Ich bitte zur Kenntnis zu nehmen, dass, wenn man sich die personelle Entwicklung der drei Beamten anschaut, auch aus der Sicht des der Fraktion der FDP angehörenden Ausschussmitglieds keine Fürsorgepflichtverletzung festzustellen ist. Ich meine damit das Verhalten des Dienstherrn gegenüber den Beamten, nicht aber den bisweilen mehr oder manchmal auch weniger kollegialen Umgang innerhalb der großen Familie der Polizei.

Wenn die der Fraktion DIE LINKE angehörenden Ausschussmitglieder vom Korpsgeist in der Polizei sprechen, dann räume ich ein: So etwas gibt es in der Tat. Die kontroverse Bewertung der Vorgänge um die drei Beamten hatte in der Polizeidirektion Dessau Auswirkungen auf das Dienstklima. Ja, offenbar haben manche Kollegen die drei Beamten für Nestbeschmutzer gehalten, nachdem deren Vermerk über das Gespräch mit dem Abteilungsleiter Polizei öffentlich geworden war, und zwar - wie es heißt - aus dem Umfeld des Petitionsausschusses.

Nicht nur in der Polizei gibt es die Einstellung: Einen Vorgesetzten stellt man nicht öffentlich bloß. Das kann man für ein Zeichen von Obrigkeitsgehorsam halten - oder auch für normal.

(Herr Kolze, CDU: Es gibt auch beamtenrecht- liche Vorschriften, die einzuhalten sind!)

Die Frage, ob in dem Sondervotum der der Fraktion DIE LINKE angehörenden Ausschussmitglieder zu Recht von einer Remonstration der drei Beamten die Rede ist, möchte ich verneinen.

Rechtsgrundlage für eine Remonstration ist § 36 des Beamtenstatusgesetzes des Bundes. Danach tragen Beamtinnen und Beamte für die Rechtmäßigkeit ihrer dienstlichen Handlungen die volle persönliche Verantwortung; Bedenken gegen die Rechtmäßigkeit dienstlicher Anordnungen haben sie unverzüglich auf dem Dienstweg geltend zu machen.
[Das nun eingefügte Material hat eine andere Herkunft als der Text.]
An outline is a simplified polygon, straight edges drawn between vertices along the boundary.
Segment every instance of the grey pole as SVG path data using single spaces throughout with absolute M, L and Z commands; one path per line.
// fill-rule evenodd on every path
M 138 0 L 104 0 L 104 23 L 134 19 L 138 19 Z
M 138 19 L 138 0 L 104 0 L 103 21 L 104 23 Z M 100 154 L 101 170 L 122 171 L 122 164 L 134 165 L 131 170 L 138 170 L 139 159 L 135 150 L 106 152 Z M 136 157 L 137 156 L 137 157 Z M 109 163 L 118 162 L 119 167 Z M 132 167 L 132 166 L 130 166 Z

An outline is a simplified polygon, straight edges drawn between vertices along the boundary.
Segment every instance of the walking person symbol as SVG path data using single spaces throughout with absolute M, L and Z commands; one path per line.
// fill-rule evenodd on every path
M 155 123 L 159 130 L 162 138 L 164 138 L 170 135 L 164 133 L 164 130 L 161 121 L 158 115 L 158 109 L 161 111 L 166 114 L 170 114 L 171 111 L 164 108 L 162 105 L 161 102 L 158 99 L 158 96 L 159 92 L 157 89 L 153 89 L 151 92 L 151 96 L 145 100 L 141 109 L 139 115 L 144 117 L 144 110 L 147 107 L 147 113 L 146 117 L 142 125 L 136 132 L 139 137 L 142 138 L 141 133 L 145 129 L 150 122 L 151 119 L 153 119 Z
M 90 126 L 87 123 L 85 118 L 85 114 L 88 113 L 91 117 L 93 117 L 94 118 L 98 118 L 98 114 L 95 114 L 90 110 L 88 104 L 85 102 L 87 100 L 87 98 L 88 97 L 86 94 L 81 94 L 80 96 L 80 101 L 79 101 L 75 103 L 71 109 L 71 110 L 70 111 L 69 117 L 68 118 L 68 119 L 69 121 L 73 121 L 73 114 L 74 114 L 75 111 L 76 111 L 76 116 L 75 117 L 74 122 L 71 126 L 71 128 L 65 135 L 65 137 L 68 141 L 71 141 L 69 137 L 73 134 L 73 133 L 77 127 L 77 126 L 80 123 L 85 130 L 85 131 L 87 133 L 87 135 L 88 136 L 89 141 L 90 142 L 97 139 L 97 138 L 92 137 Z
Wird die Anordnung aufrechterhalten, haben sie sich, wenn die Bedenken fortbestehen, an die nächsthöhere Vorgesetzte oder den nächsthöheren Vorgesetzten zu wenden. - So ist das explizit im Beamtenstatusgesetz geregelt.

Nach meiner Einschätzung haben die drei Dessauer Staatsschützer nicht unverzüglich gehandelt. Wann genau der Vermerk weitergegeben wurde, ist unklar geblieben; jedenfalls erfolgte dies nicht unverzüglich. Und der Leiter des Rechtsdezernats, an den der Vermerk dann gegeben wurde, war ganz sicher nicht der nächsthöhere Vorgesetzte des Abteilungsleiters Polizei.

(Widerspruch von Herrn Kosmehl, FDP)

Das ist in etwa vergleichbar damit, dass ich mich über die parlamentarische Geschäftsführerin meiner Fraktion beim Landtagsdirektor beschweren würde.